I have been using CrossRef for some time now and mostly for linking journal article DOI’s to references DOIs as to create a graph to explore the research field.
I started to look into more aspects of the API and this is my current use case:
If I find an interesting article by a certain author, I often like to find more works by that author.
This is easy to do if you have the author ORCID, but here is the catch: 92% of all works in CrossRef is attributed to authors without an ORCID. The latter can be inferred by comparing the total-results of these API calls: “/works?rows=0” and “/works?filter=has-orcid:true&rows=0”.

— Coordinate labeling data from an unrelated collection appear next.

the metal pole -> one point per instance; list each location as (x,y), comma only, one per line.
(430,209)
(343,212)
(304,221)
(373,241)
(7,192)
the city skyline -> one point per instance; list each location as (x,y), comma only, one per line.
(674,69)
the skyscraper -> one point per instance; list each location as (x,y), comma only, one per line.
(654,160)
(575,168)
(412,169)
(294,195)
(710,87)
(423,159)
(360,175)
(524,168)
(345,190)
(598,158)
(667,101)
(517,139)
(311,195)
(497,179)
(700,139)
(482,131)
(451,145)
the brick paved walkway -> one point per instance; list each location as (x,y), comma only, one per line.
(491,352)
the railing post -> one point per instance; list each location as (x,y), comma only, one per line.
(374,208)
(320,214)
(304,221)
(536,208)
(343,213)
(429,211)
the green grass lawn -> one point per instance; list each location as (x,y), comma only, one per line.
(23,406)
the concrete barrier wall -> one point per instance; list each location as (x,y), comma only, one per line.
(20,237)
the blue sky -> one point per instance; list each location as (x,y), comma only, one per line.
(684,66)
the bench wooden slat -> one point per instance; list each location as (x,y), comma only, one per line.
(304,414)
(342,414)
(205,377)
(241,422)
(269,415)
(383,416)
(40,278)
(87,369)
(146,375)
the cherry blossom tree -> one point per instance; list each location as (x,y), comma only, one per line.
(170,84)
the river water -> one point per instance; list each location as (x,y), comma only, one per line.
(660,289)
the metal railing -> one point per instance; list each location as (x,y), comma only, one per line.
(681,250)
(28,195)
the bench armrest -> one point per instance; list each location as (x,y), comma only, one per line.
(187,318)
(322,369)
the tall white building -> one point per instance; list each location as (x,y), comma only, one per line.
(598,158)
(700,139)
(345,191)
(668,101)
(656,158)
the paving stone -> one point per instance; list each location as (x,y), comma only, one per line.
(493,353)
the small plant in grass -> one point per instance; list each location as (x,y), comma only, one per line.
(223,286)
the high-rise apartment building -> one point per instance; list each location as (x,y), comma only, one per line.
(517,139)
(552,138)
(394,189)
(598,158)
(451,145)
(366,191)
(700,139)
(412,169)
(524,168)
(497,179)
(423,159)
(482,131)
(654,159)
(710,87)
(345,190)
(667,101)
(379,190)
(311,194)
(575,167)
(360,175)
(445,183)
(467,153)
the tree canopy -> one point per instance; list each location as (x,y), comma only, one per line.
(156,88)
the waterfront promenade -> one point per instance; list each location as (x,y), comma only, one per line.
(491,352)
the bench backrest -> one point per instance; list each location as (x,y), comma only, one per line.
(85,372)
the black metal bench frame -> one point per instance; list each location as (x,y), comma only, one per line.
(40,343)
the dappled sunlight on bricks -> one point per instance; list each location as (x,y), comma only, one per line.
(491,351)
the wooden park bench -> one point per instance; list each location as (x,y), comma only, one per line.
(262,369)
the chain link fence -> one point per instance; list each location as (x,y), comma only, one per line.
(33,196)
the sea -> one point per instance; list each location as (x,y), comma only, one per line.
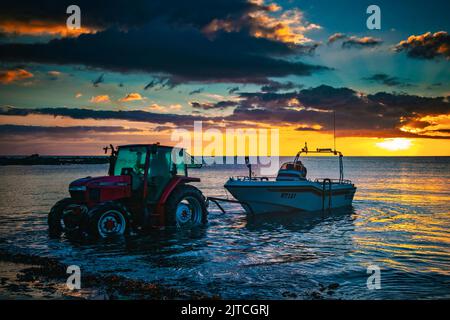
(398,230)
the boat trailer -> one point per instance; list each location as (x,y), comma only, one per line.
(217,201)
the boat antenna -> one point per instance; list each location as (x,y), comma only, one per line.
(334,129)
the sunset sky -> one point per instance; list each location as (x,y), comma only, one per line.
(136,70)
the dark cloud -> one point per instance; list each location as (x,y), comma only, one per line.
(426,46)
(196,91)
(99,80)
(159,83)
(178,52)
(125,13)
(335,37)
(131,115)
(349,42)
(274,86)
(221,105)
(161,37)
(233,90)
(387,80)
(357,114)
(9,129)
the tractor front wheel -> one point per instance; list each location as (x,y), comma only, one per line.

How do you find works of a specific author when you use query.author= without going through 10k plus results? Even if I locate the correct author name, how do I filter my results to include works of only that author?
How can we refine the query so it will match the string in the query.author exactly and not all matching strings?
Would it be useful to combine query.author with other queries such as query.affiliation to narrow down our results?
So the best way is to use the query.author route but this would return all of the results for all names that are entered in the search.
From here there is no way to only return the exact matches unless it was done programmatically. The API should return the top “scoring” results at the top which would be the results that return the most matches from the query itself. So you might find the results you need are only in the first page and the other results are just very slight matches to the query search.
Adding the query.affiliation I don’t think will help as I believe that it will be doing a separate query rather than doing an “AND” query.
Can you send me over some examples so that we can have a look at them and see how we might be able to improve the results.
I am looking for the author named Pathak (Arjun K.) who worked for Ames Laboratory on materials research until 2019. The author does not have an ORCID in CrossRef for articles published before 2019.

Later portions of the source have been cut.